Radiative Closure Studies of How Cloud Property Retrieval Errors due to three-dimensional radiative effects Influence Our Understanding of Broadband Cloud Radiative Effects

Satellite retrievals of cloud properties, such as cloud optical thickness (τ) and cloud effective radius (re)based on the so-called bi­spectral method is widely used in climate studies and evaluation of Earth System Models (ESMs). These retrievals are usually based on the one­-dimensional (1D) radiative transfer (RT) theory that in many circumstances can result in significant biases due to the so-called 3D radiative effect. In this study, we investigate how cloud property retrieval errors due to the 3D radiative effects influence our understanding of broadband cloud radiative effects (CREs). To this end we developed a framework based on the combination of cloud fields from large eddy simulations (LES) and RT models able to simulate both 1D and 3D radiance and broadband fluxes, to understand the biases due to the 3D radiative effects in both radiance fields and cloud property retrievals, and the consequent influence on broadband CRE computations. Using this framework, we discovered that the broadband shortwave (SW) fluxes derived from the biased cloud property retrievals using 1D RT model (referred to as “1D-RT+retrieved clouds”) can provide reasonable broadband radiative energy estimates in comparison with those derived from the true cloud fields with 1D RT simulations (referred to as “1D-RT+true clouds”). The difference in the broadband SW flux between the 1D-RT+retrieved clouds simulations and the benchmark 3D RT simulations from the true cloud field (referred to as “3D-RT+true clouds”), depends primarily on the horizontal transport of photons in 3D RT, whose characteristics vary with the position of the Sun. In the high sun case with solar zenith angle (SZA) at 5°, the reflected fluxes at the top of the domain (TOD), the transmitted flux at surface and the absorbed flux, simulated based on 1D-RT+retrieved clouds are in excellent agreement with the benchmark results based on 3D-RT+true clouds, all within 7%. In the low sun case with SZA at 60°, the differences between the three sets of simulations are determined by how the cloud side illumination and shadowing effects compromise and cancel each other in the radiance, retrieval, and broadband fluxes. It is worth special note that the strong 3D effects in the low sun case can push a large fraction of pixels outside of the bi-spectral look-up-table (LUT), leading to retrieval failures (e.g., retrieved τ or re values larger than the maximum values in the LUT).

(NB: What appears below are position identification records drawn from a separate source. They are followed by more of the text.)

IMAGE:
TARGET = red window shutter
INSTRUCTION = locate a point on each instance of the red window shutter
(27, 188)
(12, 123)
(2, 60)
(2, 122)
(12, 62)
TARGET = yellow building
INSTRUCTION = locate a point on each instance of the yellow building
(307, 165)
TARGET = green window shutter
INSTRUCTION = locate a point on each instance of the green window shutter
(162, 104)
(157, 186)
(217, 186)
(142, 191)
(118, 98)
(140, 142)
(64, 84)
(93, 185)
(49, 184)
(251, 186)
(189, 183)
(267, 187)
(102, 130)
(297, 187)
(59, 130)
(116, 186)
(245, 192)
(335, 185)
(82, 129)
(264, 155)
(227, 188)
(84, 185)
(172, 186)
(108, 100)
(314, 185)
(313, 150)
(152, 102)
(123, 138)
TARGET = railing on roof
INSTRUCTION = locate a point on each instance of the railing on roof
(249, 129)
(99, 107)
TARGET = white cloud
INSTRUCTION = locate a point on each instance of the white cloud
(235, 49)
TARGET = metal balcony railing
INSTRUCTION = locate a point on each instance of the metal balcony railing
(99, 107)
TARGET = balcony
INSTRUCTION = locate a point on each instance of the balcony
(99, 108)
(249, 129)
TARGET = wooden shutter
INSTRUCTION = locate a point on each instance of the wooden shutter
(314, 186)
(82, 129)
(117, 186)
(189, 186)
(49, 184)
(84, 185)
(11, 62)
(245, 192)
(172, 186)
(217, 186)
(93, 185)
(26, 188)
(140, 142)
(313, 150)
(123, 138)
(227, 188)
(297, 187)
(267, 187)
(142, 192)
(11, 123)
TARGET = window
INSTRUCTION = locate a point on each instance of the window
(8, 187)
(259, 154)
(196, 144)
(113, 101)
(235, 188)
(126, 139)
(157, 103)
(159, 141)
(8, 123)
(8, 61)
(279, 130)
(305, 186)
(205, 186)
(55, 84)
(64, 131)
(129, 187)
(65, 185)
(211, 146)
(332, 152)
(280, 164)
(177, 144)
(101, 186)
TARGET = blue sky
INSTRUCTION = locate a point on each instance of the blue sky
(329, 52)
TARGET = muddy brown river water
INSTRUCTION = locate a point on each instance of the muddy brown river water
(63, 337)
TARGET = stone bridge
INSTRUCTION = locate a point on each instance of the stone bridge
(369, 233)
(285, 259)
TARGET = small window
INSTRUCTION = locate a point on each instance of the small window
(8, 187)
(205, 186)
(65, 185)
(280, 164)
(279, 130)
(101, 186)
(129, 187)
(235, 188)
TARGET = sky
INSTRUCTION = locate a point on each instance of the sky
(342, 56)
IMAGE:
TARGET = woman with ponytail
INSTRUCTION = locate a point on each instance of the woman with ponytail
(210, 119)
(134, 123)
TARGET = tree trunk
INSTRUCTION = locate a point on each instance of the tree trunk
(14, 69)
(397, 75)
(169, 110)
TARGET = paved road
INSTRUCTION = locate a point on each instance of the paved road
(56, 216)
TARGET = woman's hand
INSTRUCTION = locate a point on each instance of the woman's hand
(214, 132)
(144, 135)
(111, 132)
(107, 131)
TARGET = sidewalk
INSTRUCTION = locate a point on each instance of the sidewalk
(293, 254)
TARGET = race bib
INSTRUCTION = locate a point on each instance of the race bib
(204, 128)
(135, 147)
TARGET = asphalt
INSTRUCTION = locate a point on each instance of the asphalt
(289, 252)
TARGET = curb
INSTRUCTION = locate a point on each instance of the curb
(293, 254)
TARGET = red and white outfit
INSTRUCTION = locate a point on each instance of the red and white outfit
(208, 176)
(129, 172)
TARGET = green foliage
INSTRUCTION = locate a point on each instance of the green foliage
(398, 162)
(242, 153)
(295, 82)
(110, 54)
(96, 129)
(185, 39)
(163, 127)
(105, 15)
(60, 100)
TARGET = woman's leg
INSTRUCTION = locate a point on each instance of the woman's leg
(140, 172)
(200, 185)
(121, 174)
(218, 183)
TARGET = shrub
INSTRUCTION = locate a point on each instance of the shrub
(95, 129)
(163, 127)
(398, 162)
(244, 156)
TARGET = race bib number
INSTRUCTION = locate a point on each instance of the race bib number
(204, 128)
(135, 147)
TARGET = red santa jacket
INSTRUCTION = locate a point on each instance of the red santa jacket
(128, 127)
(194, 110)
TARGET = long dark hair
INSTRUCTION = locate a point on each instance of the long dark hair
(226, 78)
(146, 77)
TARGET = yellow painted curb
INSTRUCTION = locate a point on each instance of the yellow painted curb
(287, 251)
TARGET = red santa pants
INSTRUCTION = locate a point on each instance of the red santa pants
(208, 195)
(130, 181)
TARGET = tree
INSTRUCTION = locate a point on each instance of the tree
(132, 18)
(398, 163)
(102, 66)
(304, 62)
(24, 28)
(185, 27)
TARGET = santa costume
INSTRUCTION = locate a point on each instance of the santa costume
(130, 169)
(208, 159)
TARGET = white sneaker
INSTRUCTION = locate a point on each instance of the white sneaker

We found that it is important to include this population of failed retrievals in the estimate of broadband fluxes using the 1D-RT+retrieved clouds method to preserve their influences on the domain averaged results. Errors in CRE estimations at SZA 60° from the TOD reflected, surface transmitted, and column absorbed flux derived from retrieved cloud properties, could increase by as much as a factor of 6 if the failed retrievals were excluded in the LES scale domain­averaged analysis compared to estimates which include failed retrievals in the analysis. In conclusion, this study suggests that although the cloud property retrievals based on the 1D RT theory may be biased due to the 3D RT effects, they still provide an observational basis for the estimation of broadband fluxes.